* * *

Генерал Матвеев (это входило в его служебные обязанности) приказал всех погибших при этом происшествии разведчиков, танкистов, девочек, Гриватова, баронессу Зоронсен, Марту и безымянного немца похоронить в одной братской могиле.

В роскошном парке на месте круглой клумбы с цветами вырос большой курган, на который перенесли дерн и цветы с прежней клумбы. Хоронили с почестями: говорили речи, оркестр играл траурные мелодии, прозвучал прощальный салют из автоматов.

Сержант Чирков вместе с другими во время погребения бросил в могилу горсть земли, которую оставил для этого любимый командир – капитан Доронин.

На самой вершине холма водрузили массивный деревянный крест, сделанный местными литовскими мастерами по заказу графини Боборыкиной. Ниже креста, на склоне холма, командование установило деревянную пирамиду с красной звездой. Ее тоже сделали местные мастера. На боках пирамиды написали имена погибших разведчиков, танкистов, Гриватова, баронессы, Марты. У немца документов не обнаружили, их забрали его соратники. В самом низу могилы белел березовый крестик, его поставили разведчики после официальных похорон. Они вспоминали добром Фрица, он помог им в трудную минуту.

Графиня Боборыкина с бледным лицом долго молилась у братской могилы, в завершение осенила ее широким крестом и, ни к кому не обращаясь, со вздохом промолвила:

– Упокой их души, Господи… – помолчала и добавила: – Се ля ви… – Графиня изучила французский язык и говорила на нем еще до революции.

Но, видно, не суждено было расстаться двум капитанам по-хорошему.

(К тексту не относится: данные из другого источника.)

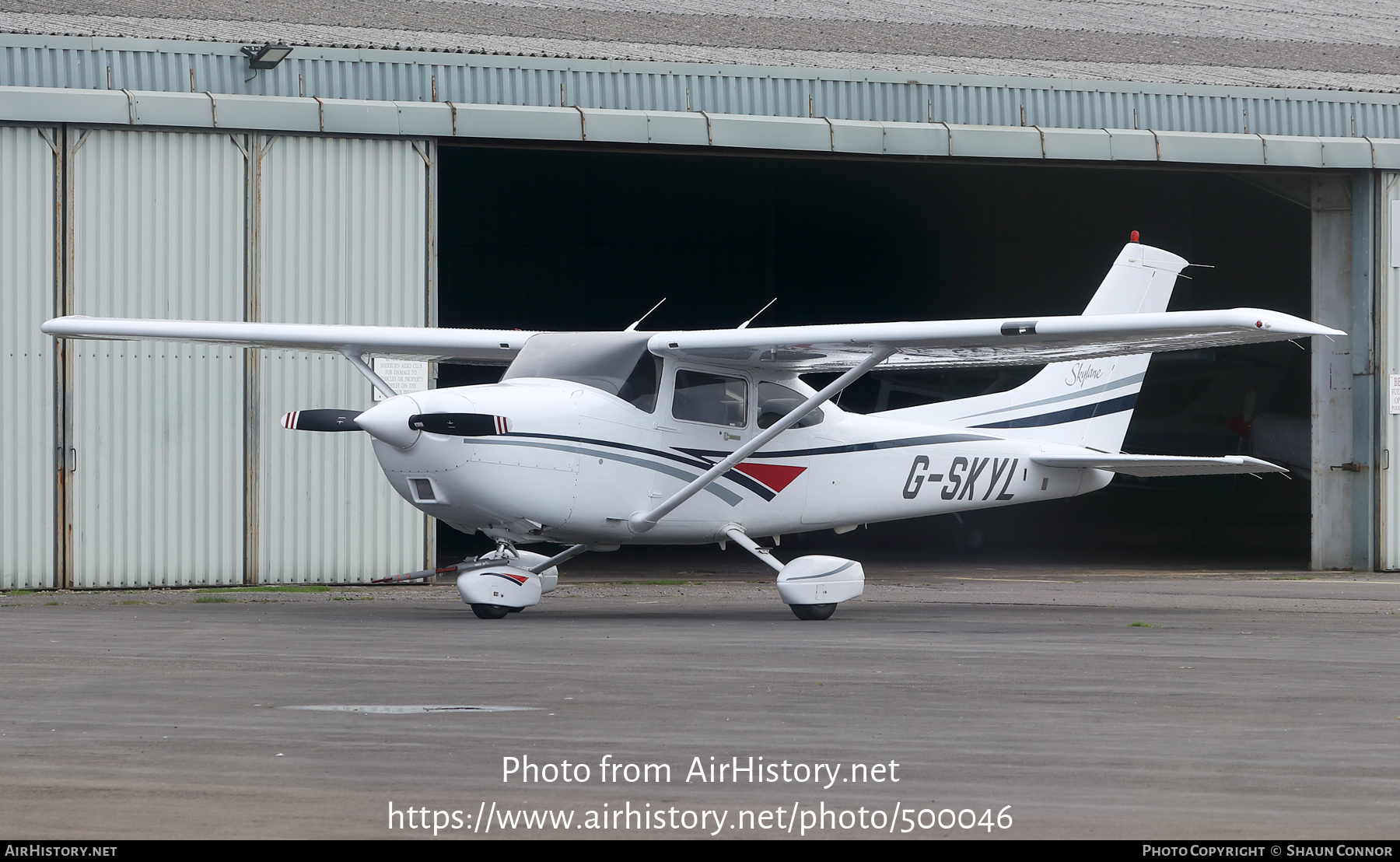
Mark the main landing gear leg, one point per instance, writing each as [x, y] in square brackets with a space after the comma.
[812, 587]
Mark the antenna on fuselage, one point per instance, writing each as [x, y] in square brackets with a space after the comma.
[745, 325]
[633, 328]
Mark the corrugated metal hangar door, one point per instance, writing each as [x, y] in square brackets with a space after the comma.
[28, 455]
[157, 231]
[174, 466]
[343, 236]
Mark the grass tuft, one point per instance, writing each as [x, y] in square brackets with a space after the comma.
[282, 588]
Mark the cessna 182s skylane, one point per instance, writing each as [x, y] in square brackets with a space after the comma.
[594, 440]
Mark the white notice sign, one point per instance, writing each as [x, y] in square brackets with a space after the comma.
[404, 375]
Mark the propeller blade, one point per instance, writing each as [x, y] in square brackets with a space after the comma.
[460, 424]
[321, 420]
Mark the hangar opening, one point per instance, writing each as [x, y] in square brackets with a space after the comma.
[581, 238]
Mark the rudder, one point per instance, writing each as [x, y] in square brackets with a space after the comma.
[1084, 402]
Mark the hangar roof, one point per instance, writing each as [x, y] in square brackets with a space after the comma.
[1312, 44]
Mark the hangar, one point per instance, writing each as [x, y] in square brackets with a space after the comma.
[437, 175]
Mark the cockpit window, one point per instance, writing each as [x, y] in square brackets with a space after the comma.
[776, 402]
[709, 398]
[615, 361]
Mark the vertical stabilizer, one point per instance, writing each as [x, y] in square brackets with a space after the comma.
[1084, 402]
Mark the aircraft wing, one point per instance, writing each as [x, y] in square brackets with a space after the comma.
[1161, 465]
[475, 346]
[990, 342]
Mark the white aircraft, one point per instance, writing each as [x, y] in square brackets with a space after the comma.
[594, 440]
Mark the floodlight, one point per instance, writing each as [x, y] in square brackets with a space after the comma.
[266, 56]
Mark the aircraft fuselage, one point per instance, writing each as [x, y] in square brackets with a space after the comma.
[570, 464]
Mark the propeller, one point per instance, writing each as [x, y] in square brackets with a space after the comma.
[321, 420]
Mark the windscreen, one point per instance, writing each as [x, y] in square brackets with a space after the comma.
[615, 361]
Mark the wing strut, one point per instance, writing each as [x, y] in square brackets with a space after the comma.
[357, 360]
[640, 522]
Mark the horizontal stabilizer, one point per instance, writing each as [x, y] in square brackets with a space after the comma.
[321, 420]
[1161, 465]
[989, 342]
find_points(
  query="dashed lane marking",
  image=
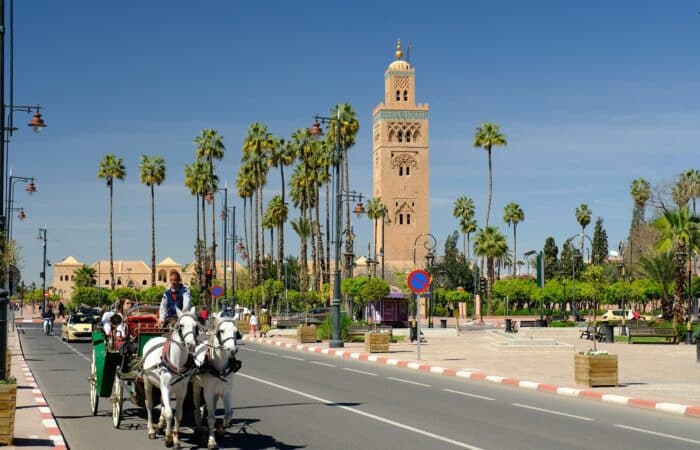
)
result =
(656, 433)
(322, 364)
(408, 381)
(366, 414)
(467, 394)
(360, 371)
(558, 413)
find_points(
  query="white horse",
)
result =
(216, 360)
(167, 365)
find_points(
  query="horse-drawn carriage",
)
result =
(117, 360)
(149, 361)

Когда они, прощаясь, пожимали руки, к ним подошли остатки роты. Впереди – ефрейтор Гольдберг, который стрелял «фаустами» по нашим танкам. Он явно был за вожака, сказал сухо:

– Надо поговорить, господа капитаны. Здесь неудобно. Могут помешать. Выйдем из поселка.

Солдаты окружили офицеров. Автоматы у них были на груди. Возражать, а тем более сопротивляться нет смысла да и возможности. Общей гурьбой вышли из поселка. Местные жители, увидев группу вооруженных немцев, спешили уйти с дороги, скрыться во двор или в подъезд ближнего дома.

Пришли к причалу, где стояла шхуна, на которой сюда приплыли. Финн шкипер был среди солдат – они его с вечера держали при себе, чтобы не убежал.

Ефрейтор сказал по-немецки, но Степан все понимал:

– Герр гауптман, вы всех нас сделали дезертирами. У нас в Германии семьи. Что с ними будет? Есть возможность поправить дело. Мы поплывем в Германию, как и намеревались, выйдем из окружения. Вы приводите роту, куда положено. Никакого боя вместе с русскими не было. Шкипер поплывет с нами.

Финн запротестовал:

– Я не поплыву. Вы не имеете права! Мы на территории нейтральной страны. Здесь я не мобилизованный…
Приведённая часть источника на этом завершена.